The Consumer Financial Protection Bureau (“CFPB”) announced on March 26, 2012 that it would be filing amicus briefs in at least four Appellate cases in the Third, Fourth, Eighth and Tenth Circuits in which briefing was underway. In each of these cases, the CFPB announced its interpretation of Section 125 of the Truth in Lending Act. Under its interpretation, the rescission right of the homeowner expires three days after consummation of the loan, unless a lender fails to provide the consumer with disclosures mandated by the Act. See 15 U.S.C. §1635(a). In that case, according to the Bureau, the right to rescind is extended until the lender provides disclosures. Id. The Bureau also takes the position that if the disclosures are never provided, then the right to rescind expires three years after consummation of the loan or upon the sale of the home, whichever occurs first. Id. According to the Bureau, the consumer exercises the right to rescind “by notifying the creditor in accordance with regulations of the Consumer Financial Protection Bureau of his intention to do so, i.e., rescind”. Id at §1635(a).
In each of the cases in which the Bureau has announced its intention to file an amicus brief, the appeal, according to the Bureau, presents a question concerning the timeliness of lawsuits arising out of a consumer’s exercise of the right to rescind under the Act. The Bureau takes the position that a consumer timely exercises its right of rescission by providing notice to the lender within three years. According to the Bureau, the consumer is not required to file a lawsuit against the lender within that same three year period. [Emphasis added.]
The Bureau’s position is that many courts incorrectly restrict the consumer’s rescission rights under the Truth in Lending Act by concluding that consumers must both exercise their right of rescission by providing notice to their lenders within three years of the loan’s consummation and sue their lenders within that same three year period to resolve any disputes that arise regarding the rescission.
In one of the first amicus briefs filed, the Bureau reluctantly acknowledged that in the District Courts there is a split of authority, but that the majority view that has been adopted by the Courts has held that consumers need to timely exercise their right of rescission by providing notice to the lender within three years and are also required to file a lawsuit within the time prescribed under §1635(f), i.e., the three year period. By contrast, the minority view holds that §1635(f) only limits the time during which the consumers must exercise their right of rescission by notifying the lender within three years. The borrower, under the minority view, does not have to also sue within three years.

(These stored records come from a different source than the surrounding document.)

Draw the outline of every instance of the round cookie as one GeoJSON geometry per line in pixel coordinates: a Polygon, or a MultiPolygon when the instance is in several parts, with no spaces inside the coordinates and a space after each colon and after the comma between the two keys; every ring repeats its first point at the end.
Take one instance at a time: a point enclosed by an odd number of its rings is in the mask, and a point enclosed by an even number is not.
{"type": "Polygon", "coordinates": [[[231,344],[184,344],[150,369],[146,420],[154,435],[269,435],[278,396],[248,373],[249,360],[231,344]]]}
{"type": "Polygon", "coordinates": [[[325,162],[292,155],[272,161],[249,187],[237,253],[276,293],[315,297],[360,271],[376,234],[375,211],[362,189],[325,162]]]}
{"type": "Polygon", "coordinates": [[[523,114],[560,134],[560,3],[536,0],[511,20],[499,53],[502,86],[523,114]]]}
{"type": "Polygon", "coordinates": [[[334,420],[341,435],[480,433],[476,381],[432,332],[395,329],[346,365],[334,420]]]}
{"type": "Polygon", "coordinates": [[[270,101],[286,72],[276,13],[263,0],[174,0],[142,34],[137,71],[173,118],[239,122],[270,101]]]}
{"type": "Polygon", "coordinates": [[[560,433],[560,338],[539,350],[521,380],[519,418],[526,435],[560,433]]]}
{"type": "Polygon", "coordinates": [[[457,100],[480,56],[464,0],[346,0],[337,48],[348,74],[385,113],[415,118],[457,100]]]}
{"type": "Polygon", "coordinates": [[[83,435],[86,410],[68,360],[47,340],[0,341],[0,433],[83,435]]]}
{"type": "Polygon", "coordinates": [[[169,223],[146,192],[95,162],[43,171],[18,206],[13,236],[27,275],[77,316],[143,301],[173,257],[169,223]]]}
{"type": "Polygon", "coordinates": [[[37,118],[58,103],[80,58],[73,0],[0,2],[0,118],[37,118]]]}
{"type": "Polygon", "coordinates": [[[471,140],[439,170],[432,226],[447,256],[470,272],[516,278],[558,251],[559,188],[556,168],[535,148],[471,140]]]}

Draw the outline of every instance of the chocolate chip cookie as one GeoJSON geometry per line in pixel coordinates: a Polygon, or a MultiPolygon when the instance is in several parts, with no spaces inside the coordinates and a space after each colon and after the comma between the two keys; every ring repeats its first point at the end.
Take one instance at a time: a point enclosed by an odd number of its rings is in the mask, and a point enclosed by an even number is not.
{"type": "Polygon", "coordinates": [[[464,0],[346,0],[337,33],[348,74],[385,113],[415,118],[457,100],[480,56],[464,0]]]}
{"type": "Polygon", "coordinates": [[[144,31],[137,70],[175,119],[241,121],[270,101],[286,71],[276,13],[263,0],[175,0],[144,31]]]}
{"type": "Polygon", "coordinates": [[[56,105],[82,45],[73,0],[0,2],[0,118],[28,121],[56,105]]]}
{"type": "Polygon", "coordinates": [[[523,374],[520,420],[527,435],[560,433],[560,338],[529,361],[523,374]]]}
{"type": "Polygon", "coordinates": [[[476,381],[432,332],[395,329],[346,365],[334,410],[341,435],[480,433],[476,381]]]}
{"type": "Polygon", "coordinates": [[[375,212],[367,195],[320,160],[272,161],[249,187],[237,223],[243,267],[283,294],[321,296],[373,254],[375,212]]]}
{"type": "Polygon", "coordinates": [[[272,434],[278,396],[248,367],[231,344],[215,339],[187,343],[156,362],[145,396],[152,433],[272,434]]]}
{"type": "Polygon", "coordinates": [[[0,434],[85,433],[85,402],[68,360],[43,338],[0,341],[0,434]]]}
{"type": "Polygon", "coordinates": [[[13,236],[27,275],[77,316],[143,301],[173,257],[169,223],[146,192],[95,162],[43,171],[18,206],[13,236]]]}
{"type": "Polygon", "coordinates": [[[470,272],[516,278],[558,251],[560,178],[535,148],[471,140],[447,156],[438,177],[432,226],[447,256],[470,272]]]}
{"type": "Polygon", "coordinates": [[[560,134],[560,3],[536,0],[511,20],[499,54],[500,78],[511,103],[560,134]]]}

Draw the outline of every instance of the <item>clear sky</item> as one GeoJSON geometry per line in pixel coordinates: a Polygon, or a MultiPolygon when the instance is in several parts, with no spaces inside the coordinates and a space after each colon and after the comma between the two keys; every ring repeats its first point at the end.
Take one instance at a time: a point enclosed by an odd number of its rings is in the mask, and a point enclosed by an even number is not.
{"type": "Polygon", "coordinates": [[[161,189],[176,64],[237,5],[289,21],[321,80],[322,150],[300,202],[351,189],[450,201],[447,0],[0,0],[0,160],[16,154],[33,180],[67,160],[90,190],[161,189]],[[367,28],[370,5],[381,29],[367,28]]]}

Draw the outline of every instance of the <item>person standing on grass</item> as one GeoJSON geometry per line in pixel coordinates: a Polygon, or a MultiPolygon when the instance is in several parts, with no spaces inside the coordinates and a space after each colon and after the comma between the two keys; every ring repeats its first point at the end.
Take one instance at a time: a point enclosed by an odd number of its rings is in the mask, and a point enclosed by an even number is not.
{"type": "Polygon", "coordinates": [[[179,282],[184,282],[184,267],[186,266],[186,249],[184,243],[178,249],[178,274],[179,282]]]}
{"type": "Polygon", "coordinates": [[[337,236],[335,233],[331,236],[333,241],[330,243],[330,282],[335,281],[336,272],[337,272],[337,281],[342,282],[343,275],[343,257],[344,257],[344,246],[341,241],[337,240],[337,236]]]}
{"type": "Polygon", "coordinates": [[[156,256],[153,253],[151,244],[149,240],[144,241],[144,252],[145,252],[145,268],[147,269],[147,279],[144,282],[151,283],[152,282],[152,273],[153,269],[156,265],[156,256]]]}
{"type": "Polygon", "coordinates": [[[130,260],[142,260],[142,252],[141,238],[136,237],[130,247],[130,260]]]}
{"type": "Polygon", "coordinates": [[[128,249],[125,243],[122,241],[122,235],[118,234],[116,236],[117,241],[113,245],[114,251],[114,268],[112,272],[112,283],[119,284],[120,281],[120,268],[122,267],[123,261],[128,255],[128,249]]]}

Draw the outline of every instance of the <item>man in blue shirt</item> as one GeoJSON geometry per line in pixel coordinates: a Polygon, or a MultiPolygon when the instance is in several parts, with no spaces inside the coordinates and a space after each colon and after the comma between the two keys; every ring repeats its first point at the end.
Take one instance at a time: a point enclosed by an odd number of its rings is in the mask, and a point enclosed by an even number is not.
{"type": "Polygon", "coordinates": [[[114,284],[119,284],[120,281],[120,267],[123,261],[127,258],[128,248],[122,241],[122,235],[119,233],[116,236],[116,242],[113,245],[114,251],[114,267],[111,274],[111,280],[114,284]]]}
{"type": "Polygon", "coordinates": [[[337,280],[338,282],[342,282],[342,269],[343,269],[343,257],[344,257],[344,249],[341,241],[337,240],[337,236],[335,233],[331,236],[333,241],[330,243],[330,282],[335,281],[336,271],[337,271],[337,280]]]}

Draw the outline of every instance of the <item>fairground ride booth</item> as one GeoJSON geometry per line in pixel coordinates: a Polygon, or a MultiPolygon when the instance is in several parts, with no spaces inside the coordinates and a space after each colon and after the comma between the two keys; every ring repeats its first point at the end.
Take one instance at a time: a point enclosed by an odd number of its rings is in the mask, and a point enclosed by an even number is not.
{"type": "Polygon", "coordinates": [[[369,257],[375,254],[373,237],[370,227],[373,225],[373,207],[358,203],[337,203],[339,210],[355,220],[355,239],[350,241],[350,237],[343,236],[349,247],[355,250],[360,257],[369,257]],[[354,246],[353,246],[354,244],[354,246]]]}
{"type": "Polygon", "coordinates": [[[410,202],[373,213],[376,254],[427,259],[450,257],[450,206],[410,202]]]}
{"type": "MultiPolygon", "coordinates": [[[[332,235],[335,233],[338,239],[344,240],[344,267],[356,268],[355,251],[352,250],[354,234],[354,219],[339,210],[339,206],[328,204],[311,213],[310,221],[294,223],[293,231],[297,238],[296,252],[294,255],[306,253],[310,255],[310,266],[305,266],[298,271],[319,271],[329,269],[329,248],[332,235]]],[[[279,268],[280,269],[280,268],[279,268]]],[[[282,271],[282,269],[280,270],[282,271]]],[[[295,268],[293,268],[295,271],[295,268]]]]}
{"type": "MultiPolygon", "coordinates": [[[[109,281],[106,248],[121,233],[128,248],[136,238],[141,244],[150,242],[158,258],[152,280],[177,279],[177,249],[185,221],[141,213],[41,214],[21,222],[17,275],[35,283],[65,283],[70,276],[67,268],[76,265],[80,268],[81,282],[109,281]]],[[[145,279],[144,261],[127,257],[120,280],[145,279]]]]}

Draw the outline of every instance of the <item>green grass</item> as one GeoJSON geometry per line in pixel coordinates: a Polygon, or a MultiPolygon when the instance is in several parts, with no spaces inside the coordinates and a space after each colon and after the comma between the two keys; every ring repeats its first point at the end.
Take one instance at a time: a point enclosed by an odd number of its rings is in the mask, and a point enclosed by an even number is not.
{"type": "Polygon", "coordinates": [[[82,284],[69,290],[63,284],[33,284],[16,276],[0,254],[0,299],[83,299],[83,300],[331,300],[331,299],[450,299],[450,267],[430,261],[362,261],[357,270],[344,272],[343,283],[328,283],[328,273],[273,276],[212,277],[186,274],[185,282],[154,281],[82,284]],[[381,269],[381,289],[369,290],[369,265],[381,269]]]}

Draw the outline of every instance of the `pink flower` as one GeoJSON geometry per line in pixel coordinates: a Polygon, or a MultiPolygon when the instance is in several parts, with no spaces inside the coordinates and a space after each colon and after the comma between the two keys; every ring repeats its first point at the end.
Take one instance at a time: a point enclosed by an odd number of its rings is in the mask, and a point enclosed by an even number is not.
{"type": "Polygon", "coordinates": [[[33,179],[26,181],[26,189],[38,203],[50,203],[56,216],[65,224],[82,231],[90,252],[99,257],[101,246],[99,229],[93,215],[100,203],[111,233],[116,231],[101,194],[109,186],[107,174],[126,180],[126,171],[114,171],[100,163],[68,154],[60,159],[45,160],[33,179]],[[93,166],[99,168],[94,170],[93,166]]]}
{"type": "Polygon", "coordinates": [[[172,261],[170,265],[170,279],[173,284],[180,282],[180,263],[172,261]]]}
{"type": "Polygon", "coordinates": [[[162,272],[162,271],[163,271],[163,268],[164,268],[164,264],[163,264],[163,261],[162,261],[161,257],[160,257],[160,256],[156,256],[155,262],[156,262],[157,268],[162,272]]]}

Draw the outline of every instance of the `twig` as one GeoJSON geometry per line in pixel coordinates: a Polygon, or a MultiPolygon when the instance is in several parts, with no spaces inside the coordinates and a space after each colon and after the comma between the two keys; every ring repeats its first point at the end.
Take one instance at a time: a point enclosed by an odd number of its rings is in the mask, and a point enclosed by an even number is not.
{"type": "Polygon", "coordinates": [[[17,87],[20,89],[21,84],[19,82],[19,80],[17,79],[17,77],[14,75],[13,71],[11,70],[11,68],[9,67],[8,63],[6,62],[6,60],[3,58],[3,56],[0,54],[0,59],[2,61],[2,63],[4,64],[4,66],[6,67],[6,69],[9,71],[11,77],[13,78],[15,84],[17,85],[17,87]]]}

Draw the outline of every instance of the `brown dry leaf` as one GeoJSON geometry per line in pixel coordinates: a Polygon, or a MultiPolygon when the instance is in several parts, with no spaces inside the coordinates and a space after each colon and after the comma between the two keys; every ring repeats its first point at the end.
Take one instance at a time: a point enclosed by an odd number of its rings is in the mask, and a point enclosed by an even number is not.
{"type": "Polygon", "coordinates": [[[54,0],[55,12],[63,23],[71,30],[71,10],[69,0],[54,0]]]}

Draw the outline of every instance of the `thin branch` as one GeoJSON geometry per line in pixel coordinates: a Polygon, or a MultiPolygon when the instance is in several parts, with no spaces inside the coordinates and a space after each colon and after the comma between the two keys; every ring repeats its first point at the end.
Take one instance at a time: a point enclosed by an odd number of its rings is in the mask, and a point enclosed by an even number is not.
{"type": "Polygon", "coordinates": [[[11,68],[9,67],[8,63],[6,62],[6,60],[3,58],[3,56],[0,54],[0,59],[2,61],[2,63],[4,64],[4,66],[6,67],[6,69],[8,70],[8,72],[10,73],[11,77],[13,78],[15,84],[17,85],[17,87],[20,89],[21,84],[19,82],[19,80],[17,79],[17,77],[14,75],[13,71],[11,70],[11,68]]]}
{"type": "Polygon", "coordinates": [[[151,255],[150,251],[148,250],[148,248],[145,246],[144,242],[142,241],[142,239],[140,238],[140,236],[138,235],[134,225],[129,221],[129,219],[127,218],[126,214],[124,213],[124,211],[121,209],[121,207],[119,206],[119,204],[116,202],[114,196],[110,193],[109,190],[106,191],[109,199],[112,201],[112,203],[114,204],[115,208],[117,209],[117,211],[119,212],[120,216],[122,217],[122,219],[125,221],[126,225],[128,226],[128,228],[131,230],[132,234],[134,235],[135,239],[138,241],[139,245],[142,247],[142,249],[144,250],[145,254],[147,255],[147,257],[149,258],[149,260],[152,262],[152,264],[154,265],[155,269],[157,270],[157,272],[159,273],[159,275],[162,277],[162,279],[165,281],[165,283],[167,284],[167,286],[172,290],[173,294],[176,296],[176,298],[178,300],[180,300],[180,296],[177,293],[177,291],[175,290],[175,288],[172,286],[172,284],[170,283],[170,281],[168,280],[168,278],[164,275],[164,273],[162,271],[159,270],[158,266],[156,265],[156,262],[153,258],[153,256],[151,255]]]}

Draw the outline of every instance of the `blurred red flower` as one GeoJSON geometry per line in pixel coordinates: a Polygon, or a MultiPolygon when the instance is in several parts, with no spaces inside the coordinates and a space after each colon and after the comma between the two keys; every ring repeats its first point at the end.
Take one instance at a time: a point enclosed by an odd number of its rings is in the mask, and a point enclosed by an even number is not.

It appears that the majority view is well rooted in prior decisions. The United States Supreme Court in Beach v. Owen Federal Bank, 523 US 410 (1998) held that a consumer’s rescission must both be noticed and, if ignored or rejected by the lender, sued upon within three years.
The United States Supreme Court in Beach stated that:
the three year period that marks the lifespan of the right of Rescission must necessarily be coterminous with the ‘limitation on the time for seeking a remedy’ of Rescission, as the statutory language made it ‘superfluous’ to have a separate limitations period for enforcing the right.
Beach, 523 US at 417.
The Consumer Financial Protection Bureau promised to be the “cop on the beat” for the nation’s consumers in their dealing with the financial services industry. Its new amicus role is possibly only a logical extension of that announced mission. It will now be interesting to see if CFPB chooses to intervenes in other cases involving other financial related statutes, and which ones. In the meantime, residential mortgage lenders can only carefully watch to see how the Courts reconcile the Bureau’s position with existing and contrary TILA case law authority.